I recently picked up a Bachmann Annie. Wow, very nice model for the price. Lots of detail, runs well. The only thing I don't like is the plasticky shine it has. It there an easy way to tone that down? I'm thinking maybe spray it lightly with krylon clear matte finish. That seems a little crude though. I'm not quite ready to take it apart--a lot of parts seem ready to fall off 

Any suggestions? 

Thanks


----------



## Torby (Jan 2, 2008)

A little krylon matt clear. Careful to mask the windows and any parts you want to leave shiny or conductive.


----------



## jimtyp (Jan 2, 2008)

I agree Krylon Matte clear, or dullcoat spray. Another option is to try some chalks, especially if you are interested in weathering it. If so I like Bragdon.


----------



## Dr G (Jan 16, 2008)

I concur with the dullcoat. But another option I like is Future floor wax (YES floor wax from the grocery store) mixed between 3:1 or 10:1 with Tamaya flat. The more flat to Future the less shine. the 1 part flat to 10 parts Future gives a great satin finish that to me looks like a "scale" fresh finish. It is water soluble, easy to spray with an airbursh (yah doesn't come in a can) and clean up and mistakes can be removed with Windex. 

Try it--I love it.


----------



## toddalin (Jan 4, 2008)

A really light spray of Floquil "weathered black" is the answer.


----------



## East Broad Top (Dec 29, 2007)

I've become rather fond of Bragdon's weathering powders. They're very easy to work with, and don't necessarily need to be sealed with a matte finish. Also, you may want to try a wash of very dilute black paint. 

Later, 

K


----------



## DSP&P fan (Apr 9, 2008)

Dull coat is wonderful stuff. Chalks are too. In books, I've always found freshly painted trains to look very odd. In particular, there is a photo in one of the Color Photography of the Nickel Plate Road books with a freshly painted Bluebird...and it looks so toy like sitting outside of the shops. 
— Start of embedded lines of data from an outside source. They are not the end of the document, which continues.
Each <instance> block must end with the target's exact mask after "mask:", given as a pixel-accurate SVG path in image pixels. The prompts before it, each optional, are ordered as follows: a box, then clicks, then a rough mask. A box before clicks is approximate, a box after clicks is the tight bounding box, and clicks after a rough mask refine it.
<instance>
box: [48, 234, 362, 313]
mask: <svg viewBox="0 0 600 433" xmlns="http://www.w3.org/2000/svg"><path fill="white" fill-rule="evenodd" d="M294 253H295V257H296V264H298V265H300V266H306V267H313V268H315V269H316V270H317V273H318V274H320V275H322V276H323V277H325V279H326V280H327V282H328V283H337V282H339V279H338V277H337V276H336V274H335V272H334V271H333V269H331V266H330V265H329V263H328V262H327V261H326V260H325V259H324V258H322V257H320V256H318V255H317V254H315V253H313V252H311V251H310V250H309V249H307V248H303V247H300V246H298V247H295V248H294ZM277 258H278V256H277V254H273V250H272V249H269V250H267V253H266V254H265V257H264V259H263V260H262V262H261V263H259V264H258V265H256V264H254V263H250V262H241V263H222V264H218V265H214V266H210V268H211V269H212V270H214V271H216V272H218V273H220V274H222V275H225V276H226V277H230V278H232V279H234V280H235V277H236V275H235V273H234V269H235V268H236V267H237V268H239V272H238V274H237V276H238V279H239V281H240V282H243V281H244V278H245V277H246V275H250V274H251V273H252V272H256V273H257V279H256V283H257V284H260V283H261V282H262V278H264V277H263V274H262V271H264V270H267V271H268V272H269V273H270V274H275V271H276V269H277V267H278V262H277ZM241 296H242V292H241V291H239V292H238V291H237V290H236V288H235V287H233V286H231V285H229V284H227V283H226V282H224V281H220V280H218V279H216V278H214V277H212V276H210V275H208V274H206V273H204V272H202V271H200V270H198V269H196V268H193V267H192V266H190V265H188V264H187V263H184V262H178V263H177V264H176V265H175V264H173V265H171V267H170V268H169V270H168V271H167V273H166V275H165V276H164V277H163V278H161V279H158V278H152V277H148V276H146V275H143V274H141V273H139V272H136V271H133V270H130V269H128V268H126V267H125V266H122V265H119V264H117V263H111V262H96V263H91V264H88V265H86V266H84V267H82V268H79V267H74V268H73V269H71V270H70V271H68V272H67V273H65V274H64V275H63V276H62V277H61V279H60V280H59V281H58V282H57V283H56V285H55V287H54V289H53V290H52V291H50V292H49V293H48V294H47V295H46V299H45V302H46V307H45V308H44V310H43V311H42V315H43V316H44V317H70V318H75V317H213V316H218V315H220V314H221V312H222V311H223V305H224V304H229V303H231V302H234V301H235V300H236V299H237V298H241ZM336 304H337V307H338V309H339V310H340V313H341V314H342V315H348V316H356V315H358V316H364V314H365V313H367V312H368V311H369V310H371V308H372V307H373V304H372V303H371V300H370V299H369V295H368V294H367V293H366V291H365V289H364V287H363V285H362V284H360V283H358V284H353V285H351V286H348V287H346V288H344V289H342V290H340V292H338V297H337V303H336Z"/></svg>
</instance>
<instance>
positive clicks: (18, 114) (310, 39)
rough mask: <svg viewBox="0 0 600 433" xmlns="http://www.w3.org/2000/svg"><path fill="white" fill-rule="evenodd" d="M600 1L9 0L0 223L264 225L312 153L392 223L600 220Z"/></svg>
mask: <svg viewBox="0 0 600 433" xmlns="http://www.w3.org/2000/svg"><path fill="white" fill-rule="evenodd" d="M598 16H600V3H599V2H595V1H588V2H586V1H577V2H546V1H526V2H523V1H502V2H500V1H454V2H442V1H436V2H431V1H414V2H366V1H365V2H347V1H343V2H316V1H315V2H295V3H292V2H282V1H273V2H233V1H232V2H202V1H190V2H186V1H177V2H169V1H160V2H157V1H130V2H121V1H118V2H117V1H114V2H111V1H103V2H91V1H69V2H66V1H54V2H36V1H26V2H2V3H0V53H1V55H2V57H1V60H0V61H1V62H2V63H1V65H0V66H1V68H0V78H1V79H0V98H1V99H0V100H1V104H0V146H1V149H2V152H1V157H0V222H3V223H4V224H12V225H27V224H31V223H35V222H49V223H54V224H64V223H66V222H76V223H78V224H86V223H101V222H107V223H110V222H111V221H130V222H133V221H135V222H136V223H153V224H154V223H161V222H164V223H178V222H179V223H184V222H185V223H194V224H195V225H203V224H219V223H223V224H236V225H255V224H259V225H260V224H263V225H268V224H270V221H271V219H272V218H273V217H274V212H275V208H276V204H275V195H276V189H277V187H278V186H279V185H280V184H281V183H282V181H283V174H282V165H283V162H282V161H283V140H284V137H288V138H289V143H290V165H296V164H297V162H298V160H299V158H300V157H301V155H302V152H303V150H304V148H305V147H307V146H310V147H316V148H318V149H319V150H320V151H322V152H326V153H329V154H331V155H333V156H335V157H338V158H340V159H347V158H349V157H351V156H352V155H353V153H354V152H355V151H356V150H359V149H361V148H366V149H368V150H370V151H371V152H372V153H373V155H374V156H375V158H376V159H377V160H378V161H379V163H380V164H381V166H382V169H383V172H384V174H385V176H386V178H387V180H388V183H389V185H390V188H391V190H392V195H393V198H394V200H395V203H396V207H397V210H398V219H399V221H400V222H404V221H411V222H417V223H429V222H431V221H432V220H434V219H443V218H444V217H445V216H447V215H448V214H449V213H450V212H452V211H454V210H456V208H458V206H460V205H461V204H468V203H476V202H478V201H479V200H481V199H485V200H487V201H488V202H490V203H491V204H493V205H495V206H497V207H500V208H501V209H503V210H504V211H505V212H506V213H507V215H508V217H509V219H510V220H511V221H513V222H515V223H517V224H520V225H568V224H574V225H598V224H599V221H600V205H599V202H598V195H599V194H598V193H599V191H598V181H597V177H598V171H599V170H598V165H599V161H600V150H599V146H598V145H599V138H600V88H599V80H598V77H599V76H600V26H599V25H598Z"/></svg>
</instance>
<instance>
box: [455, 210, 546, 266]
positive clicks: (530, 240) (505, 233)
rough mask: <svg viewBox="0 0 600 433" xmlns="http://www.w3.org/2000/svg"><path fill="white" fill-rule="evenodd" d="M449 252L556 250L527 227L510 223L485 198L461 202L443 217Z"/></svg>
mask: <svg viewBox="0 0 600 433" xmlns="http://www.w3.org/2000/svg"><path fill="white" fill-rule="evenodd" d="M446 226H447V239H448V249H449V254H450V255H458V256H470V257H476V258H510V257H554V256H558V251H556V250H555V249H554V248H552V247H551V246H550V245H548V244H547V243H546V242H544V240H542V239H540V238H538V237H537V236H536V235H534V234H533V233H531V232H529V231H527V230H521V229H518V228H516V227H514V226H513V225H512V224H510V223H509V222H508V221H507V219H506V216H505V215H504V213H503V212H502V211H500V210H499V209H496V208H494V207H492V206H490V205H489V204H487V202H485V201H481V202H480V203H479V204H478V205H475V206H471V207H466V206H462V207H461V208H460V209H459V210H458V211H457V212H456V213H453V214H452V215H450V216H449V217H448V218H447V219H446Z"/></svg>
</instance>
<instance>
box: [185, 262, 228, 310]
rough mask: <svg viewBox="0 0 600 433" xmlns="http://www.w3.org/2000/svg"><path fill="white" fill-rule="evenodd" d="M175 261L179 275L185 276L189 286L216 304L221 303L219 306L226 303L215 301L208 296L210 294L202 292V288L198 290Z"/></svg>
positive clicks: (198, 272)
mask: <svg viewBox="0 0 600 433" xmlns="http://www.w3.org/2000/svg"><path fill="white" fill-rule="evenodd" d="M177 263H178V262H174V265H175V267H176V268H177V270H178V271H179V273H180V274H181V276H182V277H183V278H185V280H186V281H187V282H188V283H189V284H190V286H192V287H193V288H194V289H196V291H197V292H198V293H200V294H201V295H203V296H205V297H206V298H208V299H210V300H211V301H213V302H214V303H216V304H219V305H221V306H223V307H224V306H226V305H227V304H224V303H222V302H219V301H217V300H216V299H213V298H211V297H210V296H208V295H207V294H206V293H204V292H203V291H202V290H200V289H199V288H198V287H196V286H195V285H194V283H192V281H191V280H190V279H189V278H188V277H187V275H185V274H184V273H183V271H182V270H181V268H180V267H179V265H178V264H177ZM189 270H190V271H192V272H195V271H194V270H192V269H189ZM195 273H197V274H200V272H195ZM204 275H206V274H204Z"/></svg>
I'll have to check out Bragdon's powders.


----------



## lownote (Jan 3, 2008)

I used Krylon Matte spray because I had it around. It worked very well--just an application of the spray and the engine looks ten times better


----------



## Bill Swindell (Jan 2, 2008)

I have heard that Dullcoat is attacked by UV when used outside. Is this not true?


----------